Fra le palme le luci, e dietro ancora la musica. Sirtaki.
Abbiamo affittato questa casa bianca per scrivere. Non è stato difficile trovarla, tutti quelli che hanno bisogno di scrivere prima o poi vengono qui, e ne trovano una.
Servono poche cose: soprattutto il bianco, appunto, con macchie celesti di persiane, e aria che passi le finestre dal mare verde ai valloni delle capre.
Le capre ci danno il formaggio, gli olivi altro cibo. Per il pane c'è un cesto dal fornaio in paese. Per star su di notte, candele dappertutto.
Scriviamo ovunque, anche stesi per terra o sul parapetto della terrazza, anche a tavola invece di parlare, oppure parlando.
A me piace scrivere sulla spiaggia, a pancia sotto.
Una mattina in spiaggia ho scritto solo poesie, rigirando il quaderno. Mi venivano solo poesie. Parole e sabbia.
A volte rileggo ed è tutto color seppia. Devo sbattere il quaderno quando ce ne andiamo, ma per fortuna un po' di sabbia viene sempre con noi a casa e ce la ritroviamo dappertutto, ci scricchiola sotto i piedi e ci raspa la pelle nel letto.
Camminiamo su per il sentiero dei monaci, e quando ne incontriamo uno che scende a passi veloci butta uno sguardo grave sui quaderni che teniamo in mano. Non saluta e prosegue.
Andiamo in paese a rifornirci di pane e acqua per la nostra amata prigionia, e tu ti fermi un attimo a guardare i titoli dei giornali, di due giorni prima, mentre io scambio qualche pomodoro del nostro orto con una stecca di sigarette forti.
Dici che vuoi sapere se è arrivata la guerra, e fin dove. Poi sorridiamo ricordandoci che se è arrivata davvero è già vecchia di due giorni e quindi forse è già finita. Per sicurezza tu cerchi se nel cielo perfetto ci sono i funghi atomici, ma non c'è neanche una nuvola.
Se è esploso qualcosa, è il sole.
Un giorno hai dato il tuo orologio a un contadino in cambio di una terracotta con san Nicolò. Adesso quell'uomo è diventato succube del Tempo e noi invece devoti ad un santo che non parla. E non fa miracoli inutili.
Un altro giorno hai preso a prestito una macchina per andare fino all'estremità dell'isola, dove il mare è più grande. C'erano sassi e sterpi, e anche lì abbiamo scritto. Stavolta, tu poesie.
Una me la ricordo: «Non c'è niente da dire, qui.»
Per me è la più bella che hai scritto in quel periodo.
Quando fa molto caldo ti addormenti sul letto e lo occupi quasi tutto.

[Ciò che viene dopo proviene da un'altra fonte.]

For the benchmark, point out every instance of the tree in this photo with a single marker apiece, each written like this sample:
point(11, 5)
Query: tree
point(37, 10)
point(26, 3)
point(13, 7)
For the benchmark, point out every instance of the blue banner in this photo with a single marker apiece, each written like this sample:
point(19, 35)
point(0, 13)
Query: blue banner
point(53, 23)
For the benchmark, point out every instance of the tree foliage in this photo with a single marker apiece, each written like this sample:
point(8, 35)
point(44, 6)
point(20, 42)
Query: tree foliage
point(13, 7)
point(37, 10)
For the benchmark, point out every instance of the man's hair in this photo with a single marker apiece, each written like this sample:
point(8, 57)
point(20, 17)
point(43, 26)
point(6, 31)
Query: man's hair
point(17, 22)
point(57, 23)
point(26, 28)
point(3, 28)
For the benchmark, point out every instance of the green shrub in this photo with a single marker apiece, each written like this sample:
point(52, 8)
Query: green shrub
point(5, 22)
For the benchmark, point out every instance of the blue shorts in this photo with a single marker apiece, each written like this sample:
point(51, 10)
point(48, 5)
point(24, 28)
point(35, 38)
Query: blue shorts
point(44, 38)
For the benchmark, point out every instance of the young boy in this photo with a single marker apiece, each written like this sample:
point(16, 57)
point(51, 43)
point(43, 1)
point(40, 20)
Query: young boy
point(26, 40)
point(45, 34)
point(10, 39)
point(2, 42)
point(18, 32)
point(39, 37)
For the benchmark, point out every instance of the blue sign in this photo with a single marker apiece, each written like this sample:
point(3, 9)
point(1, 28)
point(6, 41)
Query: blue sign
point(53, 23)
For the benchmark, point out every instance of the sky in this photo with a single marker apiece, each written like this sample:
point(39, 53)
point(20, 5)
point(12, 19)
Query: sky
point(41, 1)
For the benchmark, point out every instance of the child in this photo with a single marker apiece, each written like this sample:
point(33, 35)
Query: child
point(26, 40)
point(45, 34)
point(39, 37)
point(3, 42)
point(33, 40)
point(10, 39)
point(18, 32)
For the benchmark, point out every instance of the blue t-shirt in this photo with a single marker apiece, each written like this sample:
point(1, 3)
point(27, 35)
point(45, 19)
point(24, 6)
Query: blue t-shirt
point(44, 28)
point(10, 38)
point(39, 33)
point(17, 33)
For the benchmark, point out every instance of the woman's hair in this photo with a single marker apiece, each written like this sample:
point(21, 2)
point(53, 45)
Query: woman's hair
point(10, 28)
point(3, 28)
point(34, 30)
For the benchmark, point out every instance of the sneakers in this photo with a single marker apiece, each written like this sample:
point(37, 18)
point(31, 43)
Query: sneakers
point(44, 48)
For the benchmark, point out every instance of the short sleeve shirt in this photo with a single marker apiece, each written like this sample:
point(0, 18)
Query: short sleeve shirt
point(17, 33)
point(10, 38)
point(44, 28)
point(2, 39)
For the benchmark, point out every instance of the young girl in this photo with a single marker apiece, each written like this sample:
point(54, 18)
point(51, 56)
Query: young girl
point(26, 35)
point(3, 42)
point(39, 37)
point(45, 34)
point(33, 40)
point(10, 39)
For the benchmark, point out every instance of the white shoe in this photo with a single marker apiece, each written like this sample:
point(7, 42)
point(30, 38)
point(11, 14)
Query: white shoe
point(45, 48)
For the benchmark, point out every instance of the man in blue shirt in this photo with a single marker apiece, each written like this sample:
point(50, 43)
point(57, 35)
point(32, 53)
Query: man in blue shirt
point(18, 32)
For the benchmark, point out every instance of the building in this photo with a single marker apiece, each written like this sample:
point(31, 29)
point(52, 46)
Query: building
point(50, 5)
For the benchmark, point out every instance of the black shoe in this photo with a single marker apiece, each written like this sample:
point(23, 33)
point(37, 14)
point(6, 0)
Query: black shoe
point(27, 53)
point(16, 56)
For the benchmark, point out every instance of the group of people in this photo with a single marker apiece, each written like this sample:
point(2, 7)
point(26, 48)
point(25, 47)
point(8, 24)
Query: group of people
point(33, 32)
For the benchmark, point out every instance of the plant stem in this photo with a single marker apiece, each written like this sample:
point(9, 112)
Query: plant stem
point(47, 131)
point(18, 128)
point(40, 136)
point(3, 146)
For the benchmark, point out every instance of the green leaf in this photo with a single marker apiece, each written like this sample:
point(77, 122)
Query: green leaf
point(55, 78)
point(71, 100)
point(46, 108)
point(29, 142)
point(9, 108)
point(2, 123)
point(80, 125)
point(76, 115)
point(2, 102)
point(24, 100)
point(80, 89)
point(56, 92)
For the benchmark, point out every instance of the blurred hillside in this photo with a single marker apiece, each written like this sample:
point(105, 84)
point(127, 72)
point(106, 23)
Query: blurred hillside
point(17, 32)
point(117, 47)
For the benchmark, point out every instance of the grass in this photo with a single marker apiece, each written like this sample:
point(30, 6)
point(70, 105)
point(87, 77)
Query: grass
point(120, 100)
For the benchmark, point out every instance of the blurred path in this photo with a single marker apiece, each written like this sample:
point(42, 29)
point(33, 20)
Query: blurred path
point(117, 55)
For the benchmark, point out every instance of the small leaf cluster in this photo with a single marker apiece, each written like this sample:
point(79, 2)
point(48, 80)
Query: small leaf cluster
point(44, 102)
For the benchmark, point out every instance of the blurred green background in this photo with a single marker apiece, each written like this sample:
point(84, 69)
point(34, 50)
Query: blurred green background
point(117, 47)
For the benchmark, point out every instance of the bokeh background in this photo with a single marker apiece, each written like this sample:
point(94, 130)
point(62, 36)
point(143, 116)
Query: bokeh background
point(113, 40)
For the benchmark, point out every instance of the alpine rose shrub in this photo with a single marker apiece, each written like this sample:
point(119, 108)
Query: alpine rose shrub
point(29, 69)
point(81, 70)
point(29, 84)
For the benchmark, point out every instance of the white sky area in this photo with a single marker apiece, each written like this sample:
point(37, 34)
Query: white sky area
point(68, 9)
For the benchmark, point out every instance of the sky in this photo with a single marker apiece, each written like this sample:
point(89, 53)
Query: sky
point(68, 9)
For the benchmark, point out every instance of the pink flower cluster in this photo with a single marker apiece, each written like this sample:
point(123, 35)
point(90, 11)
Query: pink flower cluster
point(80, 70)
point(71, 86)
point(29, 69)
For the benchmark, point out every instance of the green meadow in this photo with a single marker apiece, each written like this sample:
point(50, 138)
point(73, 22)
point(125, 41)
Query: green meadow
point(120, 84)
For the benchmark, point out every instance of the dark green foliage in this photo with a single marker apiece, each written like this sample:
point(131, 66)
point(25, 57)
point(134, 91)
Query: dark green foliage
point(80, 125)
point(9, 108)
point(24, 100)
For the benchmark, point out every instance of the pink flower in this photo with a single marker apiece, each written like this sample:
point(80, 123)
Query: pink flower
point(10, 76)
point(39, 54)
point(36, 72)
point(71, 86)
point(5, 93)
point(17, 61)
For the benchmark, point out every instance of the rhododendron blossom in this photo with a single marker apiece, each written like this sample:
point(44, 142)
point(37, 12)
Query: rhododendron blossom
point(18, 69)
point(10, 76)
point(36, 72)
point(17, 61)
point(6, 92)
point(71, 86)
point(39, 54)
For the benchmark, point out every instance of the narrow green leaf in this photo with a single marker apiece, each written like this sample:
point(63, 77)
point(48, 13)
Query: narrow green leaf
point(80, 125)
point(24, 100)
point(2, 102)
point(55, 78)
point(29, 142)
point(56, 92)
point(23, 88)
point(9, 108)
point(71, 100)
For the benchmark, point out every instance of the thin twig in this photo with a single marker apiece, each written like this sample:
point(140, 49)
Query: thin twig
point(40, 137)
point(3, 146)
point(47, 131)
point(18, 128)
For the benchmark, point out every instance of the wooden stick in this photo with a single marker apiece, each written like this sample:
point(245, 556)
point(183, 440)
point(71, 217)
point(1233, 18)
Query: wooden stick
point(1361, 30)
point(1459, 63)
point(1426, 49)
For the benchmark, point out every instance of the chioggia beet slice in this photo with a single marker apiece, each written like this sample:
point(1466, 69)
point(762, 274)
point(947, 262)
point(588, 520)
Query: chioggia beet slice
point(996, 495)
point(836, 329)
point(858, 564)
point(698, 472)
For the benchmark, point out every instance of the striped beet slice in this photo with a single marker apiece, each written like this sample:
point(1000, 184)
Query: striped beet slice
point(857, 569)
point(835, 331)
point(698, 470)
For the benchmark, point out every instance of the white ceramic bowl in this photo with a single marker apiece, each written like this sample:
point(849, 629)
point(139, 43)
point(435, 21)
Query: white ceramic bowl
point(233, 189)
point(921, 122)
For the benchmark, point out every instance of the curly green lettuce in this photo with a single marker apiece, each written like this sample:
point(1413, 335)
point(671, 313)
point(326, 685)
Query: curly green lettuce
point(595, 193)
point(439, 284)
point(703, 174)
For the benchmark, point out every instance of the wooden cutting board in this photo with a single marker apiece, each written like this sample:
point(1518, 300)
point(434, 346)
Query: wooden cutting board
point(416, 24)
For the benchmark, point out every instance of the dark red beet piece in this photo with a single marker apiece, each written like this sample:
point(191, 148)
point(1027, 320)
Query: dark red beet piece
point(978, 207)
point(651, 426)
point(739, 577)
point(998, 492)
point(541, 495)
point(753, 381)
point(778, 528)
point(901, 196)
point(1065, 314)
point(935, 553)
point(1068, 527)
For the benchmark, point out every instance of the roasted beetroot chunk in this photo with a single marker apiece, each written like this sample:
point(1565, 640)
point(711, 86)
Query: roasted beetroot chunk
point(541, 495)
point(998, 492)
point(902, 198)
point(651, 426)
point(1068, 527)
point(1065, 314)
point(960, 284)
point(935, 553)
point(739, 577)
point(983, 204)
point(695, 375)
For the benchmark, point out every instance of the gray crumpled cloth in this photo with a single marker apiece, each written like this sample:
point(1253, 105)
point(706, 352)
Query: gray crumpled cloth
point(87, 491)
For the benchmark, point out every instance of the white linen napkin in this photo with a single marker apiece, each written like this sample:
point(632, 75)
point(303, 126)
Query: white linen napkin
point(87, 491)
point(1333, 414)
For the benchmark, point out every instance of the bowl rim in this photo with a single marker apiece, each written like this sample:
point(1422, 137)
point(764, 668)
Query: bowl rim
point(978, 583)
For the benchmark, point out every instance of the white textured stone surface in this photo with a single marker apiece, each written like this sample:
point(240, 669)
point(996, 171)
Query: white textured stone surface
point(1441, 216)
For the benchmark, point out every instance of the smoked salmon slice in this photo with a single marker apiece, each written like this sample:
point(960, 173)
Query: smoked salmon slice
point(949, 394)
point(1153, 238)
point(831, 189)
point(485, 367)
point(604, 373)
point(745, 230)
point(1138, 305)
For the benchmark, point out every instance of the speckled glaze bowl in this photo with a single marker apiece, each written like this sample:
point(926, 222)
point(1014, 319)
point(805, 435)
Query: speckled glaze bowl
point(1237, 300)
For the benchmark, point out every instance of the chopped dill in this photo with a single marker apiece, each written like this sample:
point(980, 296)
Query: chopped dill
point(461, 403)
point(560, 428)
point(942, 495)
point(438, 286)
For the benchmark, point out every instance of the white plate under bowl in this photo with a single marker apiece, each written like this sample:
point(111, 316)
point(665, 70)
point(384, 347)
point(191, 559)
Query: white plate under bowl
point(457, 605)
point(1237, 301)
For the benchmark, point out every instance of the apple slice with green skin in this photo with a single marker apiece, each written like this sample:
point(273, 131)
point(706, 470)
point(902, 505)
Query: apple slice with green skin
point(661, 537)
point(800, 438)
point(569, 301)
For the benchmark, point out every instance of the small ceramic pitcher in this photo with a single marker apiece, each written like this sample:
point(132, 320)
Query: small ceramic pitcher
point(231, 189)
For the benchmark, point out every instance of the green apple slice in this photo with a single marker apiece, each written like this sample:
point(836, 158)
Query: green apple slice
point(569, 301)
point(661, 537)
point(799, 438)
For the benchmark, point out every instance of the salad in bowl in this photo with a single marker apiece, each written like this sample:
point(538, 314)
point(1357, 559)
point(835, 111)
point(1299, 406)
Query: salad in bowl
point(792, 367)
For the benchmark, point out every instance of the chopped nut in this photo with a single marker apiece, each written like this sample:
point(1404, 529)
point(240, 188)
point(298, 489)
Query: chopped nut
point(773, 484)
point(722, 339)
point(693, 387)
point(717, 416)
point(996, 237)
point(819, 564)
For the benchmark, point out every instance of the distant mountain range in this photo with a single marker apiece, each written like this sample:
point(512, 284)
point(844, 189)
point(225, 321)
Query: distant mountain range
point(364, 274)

Io allora mi metto a cavalcioni della finestra e scrivo, continuo a scrivere la nostra storia.
Qui non piove mai.
Ci sono delle montagne molto lontane, eppure dalle loro cime brulle e arrotondate non nascono nuvole.
La mattina presto camminiamo per chilometri coi piedi nel mare a un metro dalla riva, la schiena al sole. Parliamo di uccelli che volano e di barche da pesca. Non parliamo mai di quelli che non sono qui. E' come se avessimo smesso di amarli, di ricordarli.
I bambini girano con certi zoccoli troppo grandi, che si tolgono per giocare a pallone a piedi scalzi. Mi hai detto che devi scrivere qualcosa anche su di loro, ma prima hai altro da finire.
Io mi vesto poco, e sempre di bianco.
Un giorno ho visto che avevi scritto delle parole col pennarello su una maglietta stesa ad asciugare. Ti ho chiesto cos'è e mi hai detto è un'altra poesia.
Diceva: «Respiro di te, e sto bene».
Oggi mi sei venuto a cercare sulla spiaggia. La tua ombra mi ha svegliato.
«Ho finito il libro, sai».
E così ho capito che dovevamo tornare.
Ho raccolto i quaderni e ho piegato per bene la maglietta con la poesia, ma senza fretta.
Ho cercato di far finta di niente.
Però poi ho visto il tuo portafogli sul letto, ed era l'unica cosa scura in tutta quella nostra casa così bianca.
Uscendo abbiamo lasciato la porta aperta.
In fondo alla stradina che va alla spiaggia ci siamo scritti i nostri nomi sul dorso delle mano con gli spini dei cardi, e poi mentre la pelle bruciava abbiamo guardato lontano, nel mare, per vedere se arrivava a prenderci la barca di Stavros.